Sunday, October 08, 2006

Divorce in the Inbox

The Eighteenth Sunday after Pentecost, Proper 22

Year B (BCP Lectionary)

Sunday, October 8 th, 2006

Today’s gospel is one that any sensible preacher dreads – a short, pithy teaching about divorce that cuts in every direction. Coming right out of Mark’s Gospel, which tends not to mince words anyway, Jesus’ teaching sounds particularly pointed. And for any and all of us who have had to live through the pain of divorce – whether or own or someone we deeply care about – Jesus’ words can be more than just difficult. He seems to walk right into the midst of the pain and confront us with it. This is not the kind man of the beatitudes, or the warm shepherd leading his flock. These are the hard-edged words of an apocalyptic teacher caught up in a no-holds-barred debate with the religious authorities of his day. . .

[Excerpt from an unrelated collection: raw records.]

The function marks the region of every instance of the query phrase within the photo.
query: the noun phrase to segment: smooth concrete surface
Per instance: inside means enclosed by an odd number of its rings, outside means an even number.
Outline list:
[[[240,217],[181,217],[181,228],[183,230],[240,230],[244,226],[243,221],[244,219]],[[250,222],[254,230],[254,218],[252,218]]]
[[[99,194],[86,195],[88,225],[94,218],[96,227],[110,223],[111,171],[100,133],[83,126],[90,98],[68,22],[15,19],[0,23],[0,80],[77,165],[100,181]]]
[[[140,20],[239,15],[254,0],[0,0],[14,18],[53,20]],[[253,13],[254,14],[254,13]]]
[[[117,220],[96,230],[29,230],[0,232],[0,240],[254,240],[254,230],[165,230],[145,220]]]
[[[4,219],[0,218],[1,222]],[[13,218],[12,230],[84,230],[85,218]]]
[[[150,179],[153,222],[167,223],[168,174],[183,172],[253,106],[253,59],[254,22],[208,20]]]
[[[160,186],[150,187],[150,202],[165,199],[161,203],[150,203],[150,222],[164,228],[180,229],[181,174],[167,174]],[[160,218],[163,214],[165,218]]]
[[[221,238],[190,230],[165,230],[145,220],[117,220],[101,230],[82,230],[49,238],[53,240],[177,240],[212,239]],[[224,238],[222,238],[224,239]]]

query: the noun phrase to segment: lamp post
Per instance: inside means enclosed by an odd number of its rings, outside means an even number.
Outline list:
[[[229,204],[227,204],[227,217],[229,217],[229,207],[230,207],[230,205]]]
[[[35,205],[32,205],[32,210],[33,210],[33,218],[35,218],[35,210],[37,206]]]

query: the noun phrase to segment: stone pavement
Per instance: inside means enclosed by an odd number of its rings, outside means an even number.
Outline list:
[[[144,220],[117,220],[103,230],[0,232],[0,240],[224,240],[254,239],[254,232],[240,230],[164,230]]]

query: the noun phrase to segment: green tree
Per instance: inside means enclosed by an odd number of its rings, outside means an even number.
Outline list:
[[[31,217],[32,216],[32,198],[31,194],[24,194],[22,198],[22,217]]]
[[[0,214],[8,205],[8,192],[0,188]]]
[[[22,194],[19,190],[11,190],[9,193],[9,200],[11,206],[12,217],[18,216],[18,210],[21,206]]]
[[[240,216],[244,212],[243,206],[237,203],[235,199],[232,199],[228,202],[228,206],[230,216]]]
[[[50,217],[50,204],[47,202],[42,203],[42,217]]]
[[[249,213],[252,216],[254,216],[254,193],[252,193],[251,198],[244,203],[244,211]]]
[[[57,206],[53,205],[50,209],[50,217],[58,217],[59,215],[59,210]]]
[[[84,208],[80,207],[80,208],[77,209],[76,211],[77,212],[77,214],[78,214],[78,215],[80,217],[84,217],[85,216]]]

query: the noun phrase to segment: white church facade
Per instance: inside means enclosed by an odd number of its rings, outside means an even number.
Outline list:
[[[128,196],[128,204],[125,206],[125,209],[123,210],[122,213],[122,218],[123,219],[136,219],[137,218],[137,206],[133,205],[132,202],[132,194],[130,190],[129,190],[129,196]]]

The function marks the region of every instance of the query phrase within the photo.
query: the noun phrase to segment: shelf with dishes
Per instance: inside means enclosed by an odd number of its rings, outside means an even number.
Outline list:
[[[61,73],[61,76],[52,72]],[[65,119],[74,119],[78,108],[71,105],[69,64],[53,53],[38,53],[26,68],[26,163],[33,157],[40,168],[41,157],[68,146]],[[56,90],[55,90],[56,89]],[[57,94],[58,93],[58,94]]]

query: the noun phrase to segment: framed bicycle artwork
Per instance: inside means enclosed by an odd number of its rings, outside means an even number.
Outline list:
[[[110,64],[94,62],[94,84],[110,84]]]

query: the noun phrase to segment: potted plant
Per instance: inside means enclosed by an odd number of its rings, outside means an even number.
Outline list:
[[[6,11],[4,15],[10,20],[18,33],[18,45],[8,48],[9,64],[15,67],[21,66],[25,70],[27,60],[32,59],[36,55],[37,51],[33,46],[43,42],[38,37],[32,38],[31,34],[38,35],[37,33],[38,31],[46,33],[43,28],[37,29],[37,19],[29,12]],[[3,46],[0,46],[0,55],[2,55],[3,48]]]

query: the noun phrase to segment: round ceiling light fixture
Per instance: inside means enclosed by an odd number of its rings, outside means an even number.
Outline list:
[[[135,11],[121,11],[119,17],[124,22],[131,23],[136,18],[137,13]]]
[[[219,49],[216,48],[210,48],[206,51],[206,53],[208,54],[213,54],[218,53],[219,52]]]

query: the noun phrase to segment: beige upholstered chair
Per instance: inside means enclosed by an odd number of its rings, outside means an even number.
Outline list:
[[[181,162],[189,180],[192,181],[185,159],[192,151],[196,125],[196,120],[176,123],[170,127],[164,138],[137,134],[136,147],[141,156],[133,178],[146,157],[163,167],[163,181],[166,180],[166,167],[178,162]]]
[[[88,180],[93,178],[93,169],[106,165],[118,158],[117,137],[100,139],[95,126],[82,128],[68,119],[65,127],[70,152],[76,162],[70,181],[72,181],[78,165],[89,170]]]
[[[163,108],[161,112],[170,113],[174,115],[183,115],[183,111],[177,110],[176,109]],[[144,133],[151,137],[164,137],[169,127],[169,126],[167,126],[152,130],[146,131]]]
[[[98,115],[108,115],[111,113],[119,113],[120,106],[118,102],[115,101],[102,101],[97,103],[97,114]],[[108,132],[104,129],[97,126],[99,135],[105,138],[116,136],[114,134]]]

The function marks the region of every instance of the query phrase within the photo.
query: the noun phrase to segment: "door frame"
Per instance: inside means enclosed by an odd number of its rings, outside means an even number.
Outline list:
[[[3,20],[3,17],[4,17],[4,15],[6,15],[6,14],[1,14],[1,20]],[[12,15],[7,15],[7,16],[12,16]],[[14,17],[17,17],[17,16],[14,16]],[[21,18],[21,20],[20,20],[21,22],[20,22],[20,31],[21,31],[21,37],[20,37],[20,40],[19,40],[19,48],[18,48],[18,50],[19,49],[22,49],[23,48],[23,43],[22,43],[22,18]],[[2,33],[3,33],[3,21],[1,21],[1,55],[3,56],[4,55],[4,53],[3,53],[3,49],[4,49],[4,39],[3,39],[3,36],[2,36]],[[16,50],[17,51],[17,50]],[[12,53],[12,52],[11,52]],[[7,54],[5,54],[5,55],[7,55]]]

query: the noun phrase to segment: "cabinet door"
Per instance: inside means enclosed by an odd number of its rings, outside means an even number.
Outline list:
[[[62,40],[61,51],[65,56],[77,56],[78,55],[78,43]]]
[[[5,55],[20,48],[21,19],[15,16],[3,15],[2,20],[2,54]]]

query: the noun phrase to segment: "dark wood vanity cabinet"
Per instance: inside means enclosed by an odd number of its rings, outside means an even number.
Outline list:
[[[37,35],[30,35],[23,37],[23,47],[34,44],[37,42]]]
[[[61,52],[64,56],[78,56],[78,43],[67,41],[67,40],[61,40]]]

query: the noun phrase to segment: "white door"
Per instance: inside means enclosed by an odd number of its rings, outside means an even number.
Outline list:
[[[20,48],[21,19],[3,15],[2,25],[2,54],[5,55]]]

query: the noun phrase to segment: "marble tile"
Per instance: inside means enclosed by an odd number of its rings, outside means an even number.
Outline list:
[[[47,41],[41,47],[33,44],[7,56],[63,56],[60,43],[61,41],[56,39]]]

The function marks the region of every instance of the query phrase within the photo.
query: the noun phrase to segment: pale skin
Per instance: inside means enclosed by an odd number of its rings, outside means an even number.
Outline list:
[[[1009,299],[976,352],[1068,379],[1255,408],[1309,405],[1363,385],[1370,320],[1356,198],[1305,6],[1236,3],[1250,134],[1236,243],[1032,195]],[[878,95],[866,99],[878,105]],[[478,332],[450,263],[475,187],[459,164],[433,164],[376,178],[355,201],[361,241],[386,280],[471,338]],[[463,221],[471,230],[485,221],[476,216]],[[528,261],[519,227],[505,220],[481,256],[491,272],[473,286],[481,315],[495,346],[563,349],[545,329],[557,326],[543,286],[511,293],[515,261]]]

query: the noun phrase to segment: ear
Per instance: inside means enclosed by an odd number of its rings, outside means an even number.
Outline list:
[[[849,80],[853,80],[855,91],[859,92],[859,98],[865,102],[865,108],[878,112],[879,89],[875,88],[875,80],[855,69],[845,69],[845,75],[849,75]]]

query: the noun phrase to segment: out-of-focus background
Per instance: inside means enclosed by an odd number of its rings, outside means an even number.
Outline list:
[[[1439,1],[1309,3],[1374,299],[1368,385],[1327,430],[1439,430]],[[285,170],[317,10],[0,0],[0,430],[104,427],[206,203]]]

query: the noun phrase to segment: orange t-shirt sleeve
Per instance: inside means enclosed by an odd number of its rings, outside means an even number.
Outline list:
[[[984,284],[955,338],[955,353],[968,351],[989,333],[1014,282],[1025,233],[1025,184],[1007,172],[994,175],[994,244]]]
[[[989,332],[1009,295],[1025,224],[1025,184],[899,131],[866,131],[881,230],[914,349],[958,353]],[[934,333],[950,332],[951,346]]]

And caught up in a debate with us, God’s People, about the very nature of human relationships – and how seriously we are called by God to take them.

In Jesus’ day, marriage was not as we in the West now view it – a contract between two individuals – but an agreement between families, the combining of blood lines and a public understanding between men: namely the groom and the father of the bride. The wife involved was a transaction of particular importance, most valued for her ability to bear a male heir for her husband. The transaction would be completed by her leaving her father’s household and entering that of her husband. But even then, she remained a stranger to her husband’s family – an outsider who would only gain status when her hoped-for son would arrive, at last bringing her esteem as mother of the heir.

With a narrow understanding of marriage like this, there was more than one reason around honor for a man to divorce his wife: she might not bear a son, she might not be able to bear any children at all, she might displease his family. And if he divorced her, he brought shame on her father’s household, who might exact revenge or otherwise start a bitter feud that could go on for generations. Divorce, you see, in Jesus’ time – while not beyond the power of women to initiate – was largely the man’s prerogative. And the divorced woman was only the property involved – if she were not reclaimed by her father, she would have to turn to begging. . .or worse. And even if she was taken back into the household of her birth, the rest of the society was likely to see her as nothing more than damaged goods.

So, Jesus stands up in today’s gospel for the women of his day, and for the fabric of the local community, which could be irreparably damaged by the fallout from a nasty dissolution of marriage. In our age we might be tempted to suppose this teaching is not so relevant to us, where no-fault divorce is pretty commonplace and – generally, at least – both parties and their families can move on without much stigma.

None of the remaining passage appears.